Patient relevant outcome measures

Earlier studies lacked patient relevant outcomes, while EVAR-SE will include quality of life as secondary outcome measure.

Evaluation in CTA by independent core lab

An independent core lab, consisting of a vascular surgeon and a radiologist (both otherwise not involved in the conduct of the study), will be implemented. The core lab will evaluate pseudonymized CTA scans (before EVAR and after 12 months).
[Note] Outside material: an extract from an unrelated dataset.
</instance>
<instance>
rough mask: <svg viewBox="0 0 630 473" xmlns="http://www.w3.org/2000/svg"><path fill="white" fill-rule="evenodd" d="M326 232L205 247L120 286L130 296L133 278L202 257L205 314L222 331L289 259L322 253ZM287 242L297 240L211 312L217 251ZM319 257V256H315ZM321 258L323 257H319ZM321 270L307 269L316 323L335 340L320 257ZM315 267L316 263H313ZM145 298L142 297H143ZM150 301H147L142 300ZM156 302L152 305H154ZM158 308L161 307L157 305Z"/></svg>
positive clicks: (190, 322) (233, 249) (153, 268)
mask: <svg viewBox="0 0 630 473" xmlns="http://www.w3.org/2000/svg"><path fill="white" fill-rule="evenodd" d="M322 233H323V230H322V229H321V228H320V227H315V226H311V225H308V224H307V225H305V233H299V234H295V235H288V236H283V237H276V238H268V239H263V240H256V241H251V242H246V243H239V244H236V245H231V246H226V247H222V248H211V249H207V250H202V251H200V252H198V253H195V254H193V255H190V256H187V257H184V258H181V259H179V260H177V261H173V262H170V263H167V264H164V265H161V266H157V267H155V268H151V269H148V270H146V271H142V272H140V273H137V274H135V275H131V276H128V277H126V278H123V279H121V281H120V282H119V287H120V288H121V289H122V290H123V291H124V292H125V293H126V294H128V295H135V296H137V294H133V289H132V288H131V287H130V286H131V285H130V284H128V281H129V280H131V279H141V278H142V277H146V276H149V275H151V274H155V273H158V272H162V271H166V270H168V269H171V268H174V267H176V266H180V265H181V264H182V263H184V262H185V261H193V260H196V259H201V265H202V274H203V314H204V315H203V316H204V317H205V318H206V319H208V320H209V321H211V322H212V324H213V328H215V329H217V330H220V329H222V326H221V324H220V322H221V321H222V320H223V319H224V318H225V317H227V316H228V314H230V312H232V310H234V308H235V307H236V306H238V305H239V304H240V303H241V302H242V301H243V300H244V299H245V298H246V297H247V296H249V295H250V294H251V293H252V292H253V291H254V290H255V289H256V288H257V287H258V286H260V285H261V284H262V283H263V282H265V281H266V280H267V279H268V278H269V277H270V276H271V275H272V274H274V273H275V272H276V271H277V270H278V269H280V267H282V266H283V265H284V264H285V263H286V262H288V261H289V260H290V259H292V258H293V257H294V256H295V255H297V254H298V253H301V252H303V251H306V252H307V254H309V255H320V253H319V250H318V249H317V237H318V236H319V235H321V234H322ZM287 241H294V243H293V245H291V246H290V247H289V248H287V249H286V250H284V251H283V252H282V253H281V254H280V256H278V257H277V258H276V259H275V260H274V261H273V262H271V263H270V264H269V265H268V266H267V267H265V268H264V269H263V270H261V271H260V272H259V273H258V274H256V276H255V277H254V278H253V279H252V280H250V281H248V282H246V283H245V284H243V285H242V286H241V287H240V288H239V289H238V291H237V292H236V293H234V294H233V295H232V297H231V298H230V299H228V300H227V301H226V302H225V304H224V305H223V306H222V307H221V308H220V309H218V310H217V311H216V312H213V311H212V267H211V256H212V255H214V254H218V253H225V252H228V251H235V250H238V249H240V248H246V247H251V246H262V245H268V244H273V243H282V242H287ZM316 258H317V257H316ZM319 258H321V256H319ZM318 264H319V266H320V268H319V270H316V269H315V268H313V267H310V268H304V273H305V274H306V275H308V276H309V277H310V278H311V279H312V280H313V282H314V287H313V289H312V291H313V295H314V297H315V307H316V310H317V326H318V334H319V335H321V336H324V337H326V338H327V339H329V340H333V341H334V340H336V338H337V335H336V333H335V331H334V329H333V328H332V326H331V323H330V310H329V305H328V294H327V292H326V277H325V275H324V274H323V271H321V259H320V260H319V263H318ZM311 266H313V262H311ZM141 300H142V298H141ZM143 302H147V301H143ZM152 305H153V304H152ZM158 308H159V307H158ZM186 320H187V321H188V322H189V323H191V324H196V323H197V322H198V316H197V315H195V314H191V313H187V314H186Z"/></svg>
In summary, the method, as applied in EVAR-SE, is technically easy and potentially applicable for everyday use. Thus, if proven efficient, it might find wide acceptance in clinical practice and will be relevant for future AAA treatment guidelines.

Current trial status

The latest protocol version (number 1.1; 24.11.2022) was approved by the domestic Ethics Committee of the Technical University of Munich in December 2022 and all other ethics committees of the respective study sites (respective reference numbers see below).

Initiation was completed at Klinikum rechts der Isar of the Technical University of Munich in December 2022, at St. Joseph’s Hospital Wiesbaden in June 2023, at the University Hospital Dresden in August 2023, and at the University Hospital Augsburg in September 2023.

The first patient was recruited on 13th January 2023. Until today (1st October 2023), a total of 19 patients have been randomized. Recruitment is estimated to be complete in the 1st quarter of 2025.